遺伝子検査のジェネシスヘルスケア株式会社

第3回プロバイオティクス学会:アジア大会および
第4回微生物叢研究開発・事業提携学会:アジア大会での発表について

2018年3月15日
ジェネシスヘルスケア株式会社

概要

日時:2018年3月5日(月)
演題名:Individualizing Skin Care through Genomics & Microbiome Profiling

当社はSNPジェノタイピングから肌タイプを特定してスキンケアの推奨に貢献してきました。最近のスキンケア業界ではカスタマイズコスメティクス(スキンケアの個別化)が求められています。
そこで、当社がこれまで行ってきた肌に関する遺伝子検査の技術的な背景を概説し、将来スキンケアのパーソナライズソリューションに繋がる可能性のある統計データの一例をご紹介します。

肌老化関連遺伝子検査の3遺伝子のスクリーニングおよび4タイプの分類について

1)MMP1、SOD2、GPX1遺伝子のスクリーニング
皮膚関連遺伝子の遺伝子型と皮膚の特性データ(シミ、シワ、ハリ、キメ、ツヤなどから統計手法を用いて「遺伝子型」と「皮膚の特性」の関係を解析した。その結果、MMP1遺伝子はシワ、SOD2遺伝子はハリ、GPX1遺伝子はシミと有意に相関があった。
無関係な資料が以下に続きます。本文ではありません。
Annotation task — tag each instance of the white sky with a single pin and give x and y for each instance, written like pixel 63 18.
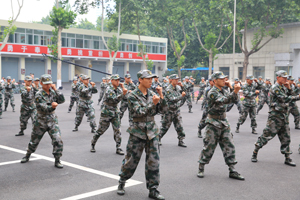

2)3遺伝子のSNPと各遺伝子と相関のあった皮膚の特性による4タイプの分類
これら3遺伝子(3 SNPs)と各遺伝子と相関のあった皮膚の特性(シワ、ハリ、シミ)を用いて、共分散構造解析を行い、各要素の関係性を明らかにして4タイプに分類した。

SKIN MICROBIOMEの技術検証について

1)技術検証1:3種の採取具の比較検証
保存用緩衝液付きの綿棒、乾燥剤入りの綿棒、綿棒のみの3種類の採取具を選抜した。3種類の採取具それぞれについて、検体採取直後と、お客様からの輸送を想定した採取後37℃で1週間処理した2パターンのDNA抽出を行った。
採取直後と採取後1週間37℃で保温処理後の結果を比較し、最も変動が少なかったのは保存用緩衝液付きの綿棒であった。

2)技術検証2:qPCRとNGSの測定結果の比較検証
保存用緩衝液付きの綿棒から抽出した同一のDNAを用いてqPCRとNGSから得られた結果の比較検証を行った。


その結果、いずれの方法でも同様の結果を得ることができた。ここでは一例として、
P. acnesの結果を示す。

SKIN、SKIN MICROBIOME、アンケート情報を使った新たなソリューションに向けた試み

3遺伝子(MMP1、SOD2、GPX1)のSNP、SKIN MICROBIOMEの4菌種、アンケートの情報を統計解析し、ソリューションの個別化が可能か検討した。本発表では、この試みの1例として、SNPでType 4に分類された方のうち、P. acnes(ニキビと関連のある菌種)と生活習慣および体質との相関から、有意に相関している項目を抽出して新たなアドバイスへの可能性があることを示した。

今後、当該キットの検査結果とアンケートデータのデータベースを増やすことによって、一人ひとりの肌質にあったスキンケア商品を推奨できる可能性が増し、対顧客への価値提供を上げることが可能になると考えております。